Cuando el capitán volvió a la hora de la comida, su asistente le relató todo lo ocurrido con el aire más natural del mundo, como si se tratara de cosas que él tuviera olvidadas de puro sabidas.
Su amo le oyó impasible y sin pestañear, no causándole la menor impresión el que fuese invitado a decir misa el héroe que tanto se había lucido en Castillejos y en el campamento de Tetuán.
– Es una seña convenida, no hay duda – se dijo Perico, a través de cuya corteza ruda comenzaba a filtrarse la sospecha de lo que aquel misterio significaba.
Cuando su amo salió de casa a las nueve de la noche, el asistente pensó en seguirlo para averiguar la verdad que encerraban tantos secretos. Fué ésta una idea que rápidamente surgió en su pensamiento y el muchacho la puso inmediatamente en práctica sin pararse a reflexionarla.
Al verse en la calle se avergonzó de su arranque y la conciencia pareció insultarle por aquella ligereza que afeaba su fidelidad y solicitud de algunos años.
¡Espiar a su amo! ¡Quién podía aprobar tan repugnante absurdo!
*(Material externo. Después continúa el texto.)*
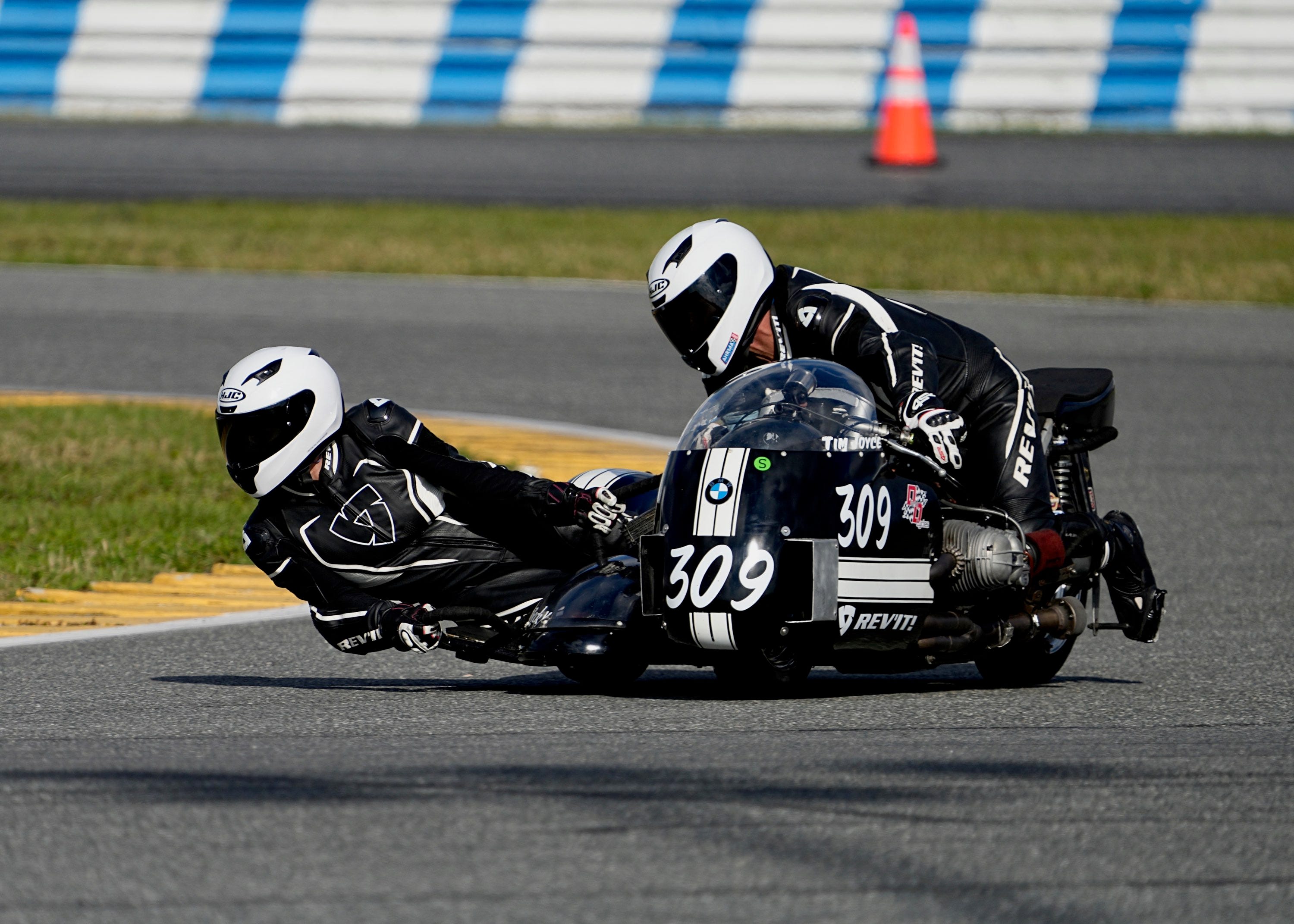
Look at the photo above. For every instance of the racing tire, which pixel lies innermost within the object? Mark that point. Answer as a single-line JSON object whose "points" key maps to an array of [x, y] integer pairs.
{"points": [[768, 672], [1024, 662], [603, 673]]}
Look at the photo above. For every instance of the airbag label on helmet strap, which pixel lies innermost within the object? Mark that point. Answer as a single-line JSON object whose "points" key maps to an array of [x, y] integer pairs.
{"points": [[729, 348]]}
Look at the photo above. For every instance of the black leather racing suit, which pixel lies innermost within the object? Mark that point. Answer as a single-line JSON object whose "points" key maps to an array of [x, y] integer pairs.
{"points": [[369, 532], [897, 348]]}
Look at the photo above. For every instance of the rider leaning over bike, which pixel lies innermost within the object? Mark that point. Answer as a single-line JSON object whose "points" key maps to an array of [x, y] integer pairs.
{"points": [[374, 521], [726, 308]]}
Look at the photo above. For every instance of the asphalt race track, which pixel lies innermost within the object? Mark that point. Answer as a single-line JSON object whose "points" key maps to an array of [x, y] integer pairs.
{"points": [[253, 774], [1179, 174]]}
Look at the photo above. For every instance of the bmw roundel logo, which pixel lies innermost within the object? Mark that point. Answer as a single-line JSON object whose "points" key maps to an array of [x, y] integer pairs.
{"points": [[719, 491]]}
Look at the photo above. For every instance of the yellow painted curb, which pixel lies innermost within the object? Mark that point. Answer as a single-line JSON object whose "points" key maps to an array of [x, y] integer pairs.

Además, a él no le importaban los negocios particulares del capitán, y faltaba villanamente a su deber queriendo inmiscuirse en ellos… Pero cuando tales reflexiones se hacía, su amo, que se alejaba con apresurado paso, iba ya a doblar la esquina de la calle, y él, por instintivo impulso le siguió, aunque lamentándose interiormente de ser capaz de semejante atentado.
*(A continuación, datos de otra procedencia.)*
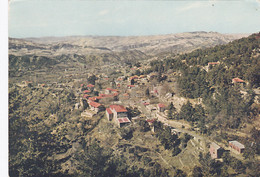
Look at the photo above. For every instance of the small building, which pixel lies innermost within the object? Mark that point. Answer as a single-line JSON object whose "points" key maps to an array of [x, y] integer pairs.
{"points": [[109, 114], [130, 86], [118, 113], [237, 80], [213, 64], [237, 146], [214, 151], [121, 122], [86, 91], [109, 90], [90, 86], [161, 107], [97, 107]]}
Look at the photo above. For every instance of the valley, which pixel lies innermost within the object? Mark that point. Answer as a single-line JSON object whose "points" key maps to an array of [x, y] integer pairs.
{"points": [[135, 106]]}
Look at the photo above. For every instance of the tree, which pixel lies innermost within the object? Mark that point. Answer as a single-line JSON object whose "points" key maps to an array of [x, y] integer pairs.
{"points": [[92, 79], [187, 111], [171, 111], [147, 92], [94, 161], [132, 81]]}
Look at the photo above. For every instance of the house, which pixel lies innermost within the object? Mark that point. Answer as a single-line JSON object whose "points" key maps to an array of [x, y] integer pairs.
{"points": [[94, 106], [118, 113], [109, 114], [90, 87], [236, 146], [213, 64], [25, 84], [214, 151], [150, 121], [123, 122], [86, 91], [109, 90], [86, 96], [161, 107], [130, 86], [238, 81]]}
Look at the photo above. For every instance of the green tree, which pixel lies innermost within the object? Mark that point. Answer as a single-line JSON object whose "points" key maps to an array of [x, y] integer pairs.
{"points": [[187, 111]]}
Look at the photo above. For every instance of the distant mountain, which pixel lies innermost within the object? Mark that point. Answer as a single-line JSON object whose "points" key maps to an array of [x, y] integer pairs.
{"points": [[176, 43]]}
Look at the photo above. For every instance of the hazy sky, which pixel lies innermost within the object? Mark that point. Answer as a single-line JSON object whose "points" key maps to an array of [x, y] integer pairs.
{"points": [[37, 18]]}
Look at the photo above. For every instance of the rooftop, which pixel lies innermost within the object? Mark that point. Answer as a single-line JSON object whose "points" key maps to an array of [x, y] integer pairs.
{"points": [[237, 80], [215, 146], [123, 120], [109, 111], [161, 105], [118, 108], [237, 144], [90, 85], [94, 104]]}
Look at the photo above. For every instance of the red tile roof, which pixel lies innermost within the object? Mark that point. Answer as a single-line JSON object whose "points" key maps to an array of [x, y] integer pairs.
{"points": [[86, 91], [86, 96], [93, 98], [161, 105], [150, 120], [109, 111], [123, 120], [237, 80], [213, 63], [118, 108], [94, 104], [131, 86], [90, 85], [125, 94], [113, 90]]}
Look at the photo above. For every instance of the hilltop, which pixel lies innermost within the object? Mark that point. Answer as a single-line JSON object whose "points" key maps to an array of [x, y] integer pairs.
{"points": [[133, 113], [82, 45]]}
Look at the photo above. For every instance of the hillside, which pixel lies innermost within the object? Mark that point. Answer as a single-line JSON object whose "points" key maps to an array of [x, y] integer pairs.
{"points": [[170, 108], [176, 43]]}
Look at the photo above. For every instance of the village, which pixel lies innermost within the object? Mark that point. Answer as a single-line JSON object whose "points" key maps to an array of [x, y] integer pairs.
{"points": [[124, 98]]}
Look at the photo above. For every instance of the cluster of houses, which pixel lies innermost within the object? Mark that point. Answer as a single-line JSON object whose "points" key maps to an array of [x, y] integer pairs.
{"points": [[216, 151], [118, 114]]}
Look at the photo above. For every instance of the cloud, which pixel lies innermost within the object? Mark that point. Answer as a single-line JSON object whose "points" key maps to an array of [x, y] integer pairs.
{"points": [[103, 12], [193, 5]]}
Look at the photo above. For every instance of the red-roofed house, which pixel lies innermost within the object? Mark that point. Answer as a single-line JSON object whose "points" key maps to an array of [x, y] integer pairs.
{"points": [[109, 114], [123, 121], [90, 86], [214, 151], [86, 96], [237, 80], [237, 146], [130, 86], [109, 90], [97, 107], [95, 98], [119, 114], [213, 63], [86, 91], [161, 107]]}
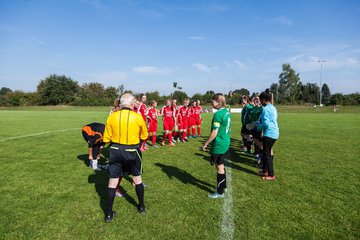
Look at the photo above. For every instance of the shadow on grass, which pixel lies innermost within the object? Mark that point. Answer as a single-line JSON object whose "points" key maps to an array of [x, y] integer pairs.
{"points": [[100, 179], [102, 160], [236, 157], [185, 177]]}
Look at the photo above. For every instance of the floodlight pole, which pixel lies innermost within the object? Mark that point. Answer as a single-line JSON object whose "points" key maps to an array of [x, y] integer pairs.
{"points": [[209, 71], [321, 62]]}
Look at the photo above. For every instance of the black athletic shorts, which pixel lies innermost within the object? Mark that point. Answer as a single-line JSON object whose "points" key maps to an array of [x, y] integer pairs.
{"points": [[218, 159], [124, 160], [244, 130], [255, 133]]}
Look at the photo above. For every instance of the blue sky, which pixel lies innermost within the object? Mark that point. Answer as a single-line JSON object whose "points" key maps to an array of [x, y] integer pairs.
{"points": [[148, 45]]}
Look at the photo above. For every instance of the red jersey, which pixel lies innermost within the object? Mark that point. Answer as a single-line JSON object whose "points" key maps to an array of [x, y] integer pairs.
{"points": [[197, 111], [151, 114], [142, 110], [168, 113], [183, 113]]}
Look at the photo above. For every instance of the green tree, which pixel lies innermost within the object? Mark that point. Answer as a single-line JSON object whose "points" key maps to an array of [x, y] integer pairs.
{"points": [[337, 99], [326, 95], [241, 92], [206, 98], [289, 82], [94, 94], [3, 92], [179, 96], [197, 96], [56, 89]]}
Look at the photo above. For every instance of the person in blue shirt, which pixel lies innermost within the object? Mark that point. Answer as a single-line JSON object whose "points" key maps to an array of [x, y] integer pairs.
{"points": [[268, 124]]}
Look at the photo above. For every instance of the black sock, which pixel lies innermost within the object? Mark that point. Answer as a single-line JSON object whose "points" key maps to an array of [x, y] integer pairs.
{"points": [[221, 183], [140, 193], [111, 196], [248, 145]]}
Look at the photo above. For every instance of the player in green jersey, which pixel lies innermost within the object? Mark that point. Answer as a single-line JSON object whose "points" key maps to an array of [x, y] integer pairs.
{"points": [[220, 139]]}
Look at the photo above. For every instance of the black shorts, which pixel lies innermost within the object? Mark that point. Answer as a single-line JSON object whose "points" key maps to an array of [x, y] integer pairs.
{"points": [[256, 134], [124, 160], [244, 130], [218, 159]]}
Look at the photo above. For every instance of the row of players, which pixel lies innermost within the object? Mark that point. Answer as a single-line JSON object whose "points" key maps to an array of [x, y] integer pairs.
{"points": [[179, 122]]}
La curiosidad, naciendo repentinamente en él, le dominaba hasta el punto de convertirlo en un autómata.
Siguiendo a su amo a bastante distancia, llegó Perico a la plaza de Santo Domingo, y entrando el capitán en una de las calles inmediatas desapareció en el sucio y mal alumbrado portal de una casa de modesta apariencia.
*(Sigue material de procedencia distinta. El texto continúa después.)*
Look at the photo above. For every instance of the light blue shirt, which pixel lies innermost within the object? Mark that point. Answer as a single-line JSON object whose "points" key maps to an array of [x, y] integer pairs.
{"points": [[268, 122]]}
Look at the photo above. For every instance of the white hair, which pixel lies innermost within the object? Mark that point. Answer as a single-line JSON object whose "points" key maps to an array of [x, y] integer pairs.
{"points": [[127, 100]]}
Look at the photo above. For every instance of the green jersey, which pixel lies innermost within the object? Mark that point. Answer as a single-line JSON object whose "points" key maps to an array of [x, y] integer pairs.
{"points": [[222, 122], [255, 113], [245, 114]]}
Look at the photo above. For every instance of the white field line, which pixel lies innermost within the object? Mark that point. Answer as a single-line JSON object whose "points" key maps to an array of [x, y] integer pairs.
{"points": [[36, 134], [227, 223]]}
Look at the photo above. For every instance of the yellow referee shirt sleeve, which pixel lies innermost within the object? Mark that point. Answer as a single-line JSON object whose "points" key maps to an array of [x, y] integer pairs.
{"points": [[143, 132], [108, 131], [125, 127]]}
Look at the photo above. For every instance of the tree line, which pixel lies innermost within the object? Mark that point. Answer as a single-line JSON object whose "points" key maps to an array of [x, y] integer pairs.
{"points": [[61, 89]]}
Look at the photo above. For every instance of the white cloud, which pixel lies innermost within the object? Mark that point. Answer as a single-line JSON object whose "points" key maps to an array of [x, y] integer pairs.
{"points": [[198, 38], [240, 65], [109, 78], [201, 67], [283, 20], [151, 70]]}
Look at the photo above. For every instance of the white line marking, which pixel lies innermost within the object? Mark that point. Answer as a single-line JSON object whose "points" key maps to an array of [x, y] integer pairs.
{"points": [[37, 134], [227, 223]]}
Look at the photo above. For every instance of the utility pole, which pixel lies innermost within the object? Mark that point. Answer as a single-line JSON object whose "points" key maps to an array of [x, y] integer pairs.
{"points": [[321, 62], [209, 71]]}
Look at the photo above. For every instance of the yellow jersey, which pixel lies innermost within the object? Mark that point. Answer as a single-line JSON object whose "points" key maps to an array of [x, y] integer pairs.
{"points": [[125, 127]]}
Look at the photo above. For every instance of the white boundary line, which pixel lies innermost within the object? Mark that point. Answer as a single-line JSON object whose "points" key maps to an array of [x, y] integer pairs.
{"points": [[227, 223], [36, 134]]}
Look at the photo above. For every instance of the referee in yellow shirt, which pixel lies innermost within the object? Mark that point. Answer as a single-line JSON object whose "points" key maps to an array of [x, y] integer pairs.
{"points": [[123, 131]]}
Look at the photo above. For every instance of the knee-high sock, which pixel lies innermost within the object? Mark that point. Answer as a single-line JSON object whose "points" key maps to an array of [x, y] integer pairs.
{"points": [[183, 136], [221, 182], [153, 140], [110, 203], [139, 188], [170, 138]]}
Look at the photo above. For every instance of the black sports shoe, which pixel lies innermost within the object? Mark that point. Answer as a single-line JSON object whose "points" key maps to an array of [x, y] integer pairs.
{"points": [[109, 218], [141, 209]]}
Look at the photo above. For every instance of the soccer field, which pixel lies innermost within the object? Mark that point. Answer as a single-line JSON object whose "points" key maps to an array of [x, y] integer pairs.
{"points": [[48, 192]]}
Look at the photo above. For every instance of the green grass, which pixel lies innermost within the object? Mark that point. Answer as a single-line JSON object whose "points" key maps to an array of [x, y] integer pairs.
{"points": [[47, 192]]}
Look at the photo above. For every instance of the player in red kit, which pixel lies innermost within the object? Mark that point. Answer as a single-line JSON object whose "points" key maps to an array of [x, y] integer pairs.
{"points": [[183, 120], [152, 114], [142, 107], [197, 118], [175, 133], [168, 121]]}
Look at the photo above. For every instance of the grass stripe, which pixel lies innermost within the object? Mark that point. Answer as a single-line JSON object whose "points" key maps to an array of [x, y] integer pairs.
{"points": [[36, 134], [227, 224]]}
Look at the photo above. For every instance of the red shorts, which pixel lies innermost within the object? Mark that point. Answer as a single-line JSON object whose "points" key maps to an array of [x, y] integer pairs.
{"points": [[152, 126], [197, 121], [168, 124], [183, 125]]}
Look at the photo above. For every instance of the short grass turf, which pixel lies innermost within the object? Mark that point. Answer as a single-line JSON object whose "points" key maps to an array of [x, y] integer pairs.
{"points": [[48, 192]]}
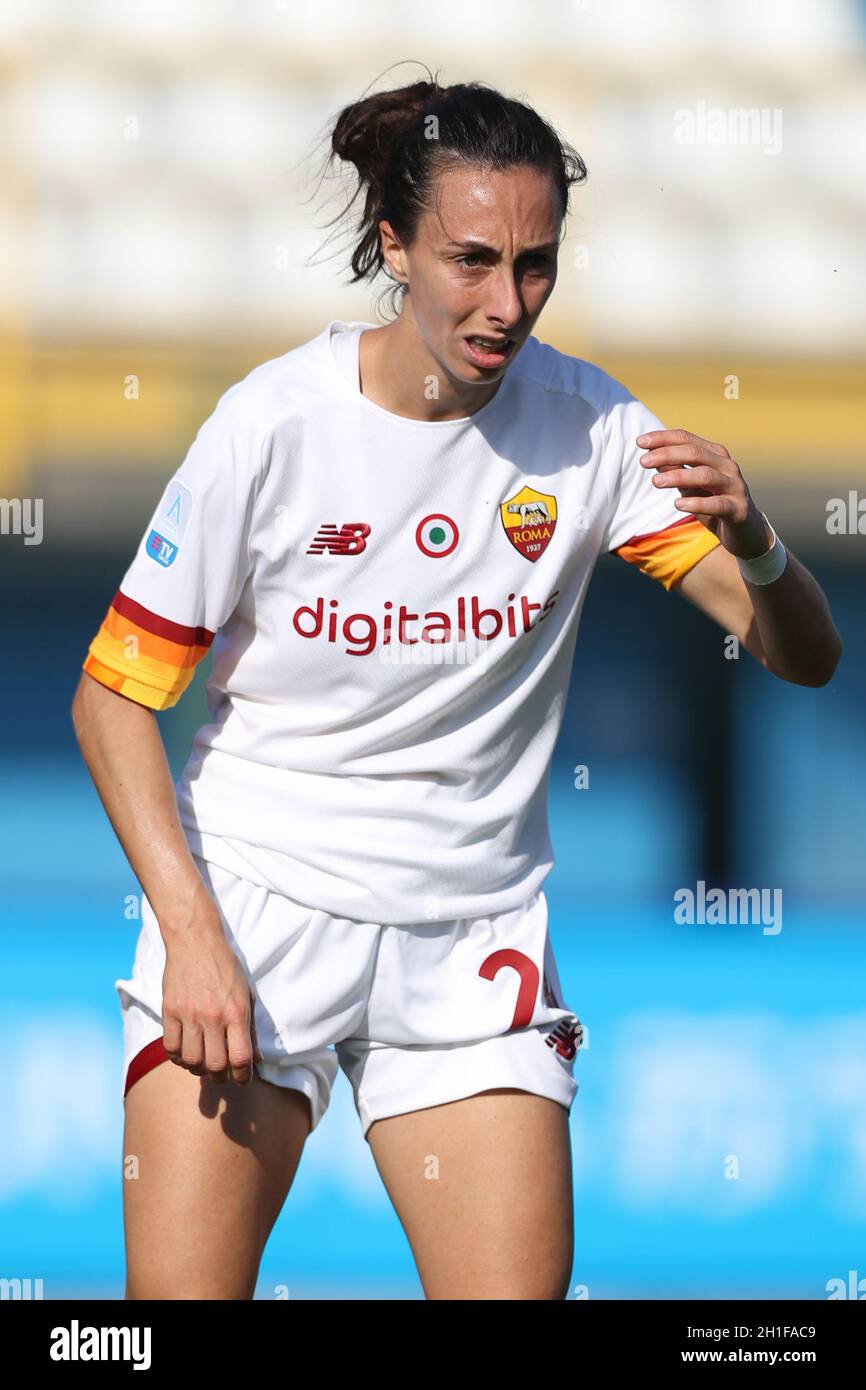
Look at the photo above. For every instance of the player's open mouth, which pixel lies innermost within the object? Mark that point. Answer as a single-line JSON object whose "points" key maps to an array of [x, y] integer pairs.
{"points": [[488, 352]]}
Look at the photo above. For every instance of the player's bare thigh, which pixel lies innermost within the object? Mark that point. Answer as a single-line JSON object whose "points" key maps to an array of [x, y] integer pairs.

Allí era, sin duda, donde se presenciaba un espectáculo tan raro como era que un capitán del ejército español dijese misa.
El asistente quedó en acecho. Lo que había visto no desvanecía el misterio y deseaba atrapar algún detalle convincente que diese más luz al asunto.
No fué larga su espera. Separados por cortos intervalos de tiempo, fueron entrando en el mezquino portal una docena de personas en las cuales reconoció Perico a algunos de los señores que con aire tan misterioso visitaban a su amo, y a un comandante de otro regimiento, que era gran amigo del capitán Alvarez.
Transcurrieron algunos minutos sin que entrara ninguna otra persona, y se retiraba ya el asistente de la esquina desde donde espiaba, cuando dobló aquélla, tropezando rudamente con él un caballero de mediana estatura, moreno y nervioso, que llevaba demasiado encasquetado sobre el rostro su sombrero de copa y ceñía su levita con aire algo militar.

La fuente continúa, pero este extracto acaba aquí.